Brandon Bess

Personal information
- Full name: Brandon Jeremy Bess
- Born: 13 December 1987 (age 38) Rosignol, Berbice, Guyana
- Batting: Right-handed
- Bowling: Right-arm fast-medium

International information
- National side: West Indies;
- Only Test (cap 286): 26 June 2010 v South Africa

Domestic team information
- 2007/08–2011/12: Guyana

Career statistics
| Competition | Test | FC | LA | T20 |
| Matches | 1 | 32 | 6 | 1 |
| Runs scored | 11 | 206 | 4 | 0 |
| Batting average | 11.00 | 7.62 | – | – |
| 100s/50s | 0/0 | 0/0 | 0/0 | – |
| Top score | 11* | 33 | 4* | – |
| Balls bowled | 78 | 3,246 | 138 | 24 |
| Wickets | 1 | 56 | 3 | 1 |
| Bowling average | 92.00 | 40.33 | 41.00 | 24.00 |
| 5 wickets in innings | 0 | 1 | 0 | 0 |
| 10 wickets in match | 0 | 0 | 0 | 0 |
| Best bowling | 1/65 | 5/28 | 1/20 | 1/24 |
| Catches/stumpings | 0/– | 13/– | 3/– | 1/– |
- Source: CricketArchive, 20 April 2019

= Brandon Bess =

West Indian cricketer

Brandon Jeremy Bess (born 13 December 1987) is a former international cricketer who made his debut for the West Indies cricket team in June 2010 as a late replacement for Nelon Pascal, who was injured pre-match. A right-arm fast-medium bowler and lower order right-handed batsman, he plays first-class cricket for Guyana.

==Cricket career==

===Early cricket===
Bess made his debut for Guyana in January 2008, playing in a Carib Beer Cup match against Trinidad and Tobago. He played only one further match in the 2007–08 season. He played more regularly in 2008–09, and appeared for West Indies A against the touring England XI, claiming a solitary wicket. The season also saw him make his first appearances in List A cricket, playing two matches for Guyana in November 2008.

His best bowling figures came early in the 2009–10 season, when he claimed four wickets in the first innings against Jamaica. He completed 2009–10 with a bowling average of 33.69, his best season average. His performances saw him appear for the West Indies A against the Zimbabweans in April 2010.

===Test call-up===
During the 2010 home series against South Africa, Bess made a surprise debut. Nelon Pascal, himself in the team for the missing Ravi Rampaul, suffered a neck injury during the pre-match warm-up exercises.

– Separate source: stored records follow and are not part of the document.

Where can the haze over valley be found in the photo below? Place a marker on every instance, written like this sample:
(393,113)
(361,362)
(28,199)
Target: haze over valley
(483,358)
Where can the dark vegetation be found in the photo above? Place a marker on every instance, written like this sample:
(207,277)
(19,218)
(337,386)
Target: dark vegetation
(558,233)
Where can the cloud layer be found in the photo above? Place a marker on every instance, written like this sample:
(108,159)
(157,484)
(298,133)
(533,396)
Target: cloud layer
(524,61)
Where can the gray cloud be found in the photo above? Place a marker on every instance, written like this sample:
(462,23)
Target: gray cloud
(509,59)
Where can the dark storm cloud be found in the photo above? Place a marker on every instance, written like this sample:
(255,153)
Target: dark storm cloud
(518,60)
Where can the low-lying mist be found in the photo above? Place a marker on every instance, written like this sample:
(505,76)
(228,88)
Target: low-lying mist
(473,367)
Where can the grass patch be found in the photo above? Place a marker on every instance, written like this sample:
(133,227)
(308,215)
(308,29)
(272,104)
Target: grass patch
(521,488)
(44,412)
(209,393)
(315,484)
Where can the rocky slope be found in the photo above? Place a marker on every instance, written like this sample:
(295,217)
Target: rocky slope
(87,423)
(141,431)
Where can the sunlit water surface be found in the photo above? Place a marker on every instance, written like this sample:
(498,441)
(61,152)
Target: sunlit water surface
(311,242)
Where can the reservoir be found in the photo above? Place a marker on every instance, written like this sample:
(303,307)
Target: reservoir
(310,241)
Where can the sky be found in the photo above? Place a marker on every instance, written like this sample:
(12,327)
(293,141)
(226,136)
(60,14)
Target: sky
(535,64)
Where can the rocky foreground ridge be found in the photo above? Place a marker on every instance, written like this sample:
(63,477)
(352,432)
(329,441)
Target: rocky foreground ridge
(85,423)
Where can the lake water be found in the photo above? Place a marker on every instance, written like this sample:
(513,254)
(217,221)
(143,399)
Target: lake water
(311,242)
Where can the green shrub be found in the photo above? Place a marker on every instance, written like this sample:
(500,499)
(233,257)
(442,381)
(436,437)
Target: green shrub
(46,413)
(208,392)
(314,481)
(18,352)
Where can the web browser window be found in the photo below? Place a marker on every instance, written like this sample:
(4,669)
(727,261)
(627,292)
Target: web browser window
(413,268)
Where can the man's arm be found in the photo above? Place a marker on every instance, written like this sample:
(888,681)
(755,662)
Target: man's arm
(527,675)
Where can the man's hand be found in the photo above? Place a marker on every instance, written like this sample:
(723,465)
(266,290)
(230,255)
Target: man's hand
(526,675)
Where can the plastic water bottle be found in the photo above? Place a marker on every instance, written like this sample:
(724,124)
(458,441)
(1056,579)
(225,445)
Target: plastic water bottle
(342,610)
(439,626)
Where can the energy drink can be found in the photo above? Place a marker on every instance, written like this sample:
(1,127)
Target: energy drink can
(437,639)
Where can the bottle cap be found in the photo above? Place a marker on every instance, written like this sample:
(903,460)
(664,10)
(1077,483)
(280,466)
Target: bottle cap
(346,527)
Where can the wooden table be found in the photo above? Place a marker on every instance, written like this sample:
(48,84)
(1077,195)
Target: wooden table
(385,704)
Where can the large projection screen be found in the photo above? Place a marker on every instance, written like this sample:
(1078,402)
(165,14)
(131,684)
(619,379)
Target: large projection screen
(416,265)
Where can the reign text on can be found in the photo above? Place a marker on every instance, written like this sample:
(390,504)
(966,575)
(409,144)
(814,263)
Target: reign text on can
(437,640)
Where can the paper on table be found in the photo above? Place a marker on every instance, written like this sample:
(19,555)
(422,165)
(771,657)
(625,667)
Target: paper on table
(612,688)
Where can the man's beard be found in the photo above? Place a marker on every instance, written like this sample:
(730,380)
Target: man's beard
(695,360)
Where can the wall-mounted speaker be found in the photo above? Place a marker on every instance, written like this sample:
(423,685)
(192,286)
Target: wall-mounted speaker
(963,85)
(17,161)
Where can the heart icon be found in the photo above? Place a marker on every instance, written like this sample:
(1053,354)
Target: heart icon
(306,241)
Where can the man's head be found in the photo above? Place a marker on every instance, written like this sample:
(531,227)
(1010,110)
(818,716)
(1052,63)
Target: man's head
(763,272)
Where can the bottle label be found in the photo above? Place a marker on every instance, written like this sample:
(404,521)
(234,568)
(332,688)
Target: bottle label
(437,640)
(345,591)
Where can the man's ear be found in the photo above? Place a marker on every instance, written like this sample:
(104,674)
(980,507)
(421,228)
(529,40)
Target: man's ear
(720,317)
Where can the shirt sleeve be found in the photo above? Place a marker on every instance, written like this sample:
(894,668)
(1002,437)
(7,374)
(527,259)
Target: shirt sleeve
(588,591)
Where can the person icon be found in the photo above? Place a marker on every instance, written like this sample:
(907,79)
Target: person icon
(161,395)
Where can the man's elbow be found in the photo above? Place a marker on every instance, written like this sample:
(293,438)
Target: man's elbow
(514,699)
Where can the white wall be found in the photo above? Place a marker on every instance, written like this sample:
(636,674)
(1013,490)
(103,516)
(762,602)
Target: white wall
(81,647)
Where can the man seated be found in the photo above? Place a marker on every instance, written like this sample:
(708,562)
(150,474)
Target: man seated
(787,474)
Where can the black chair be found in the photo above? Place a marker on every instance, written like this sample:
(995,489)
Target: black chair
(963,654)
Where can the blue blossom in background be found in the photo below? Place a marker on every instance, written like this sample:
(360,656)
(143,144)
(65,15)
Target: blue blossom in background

Bess, who was training at the High Performance Centre in Bridgetown was rushed to the ground, not arriving until the second over of the match. Bess, who came into the game with a first-class bowling average of 48.80, opened the bowling for the West Indies, but saw opposition captain Graeme Smith score three boundaries off his first over. He was taken off after his second over as Chris Gayle turned to spinner Shane Shillingford. He returned in the twentieth over, and claimed the wicket of nightwatchman Paul Harris. He continued to bowl expensively, with 65 runs coming off the 9 overs that he bowled in the first innings. Cricinfo's Siddhartha Talya was unimpressed with his performance:

...and Bess adding to the frustration with his indiscipline with the second new-ball. He bowled seven no-balls, provided width, strayed on the pads and dropped short to be dealt with each time by the batsmen who gradually had begun to loosen up.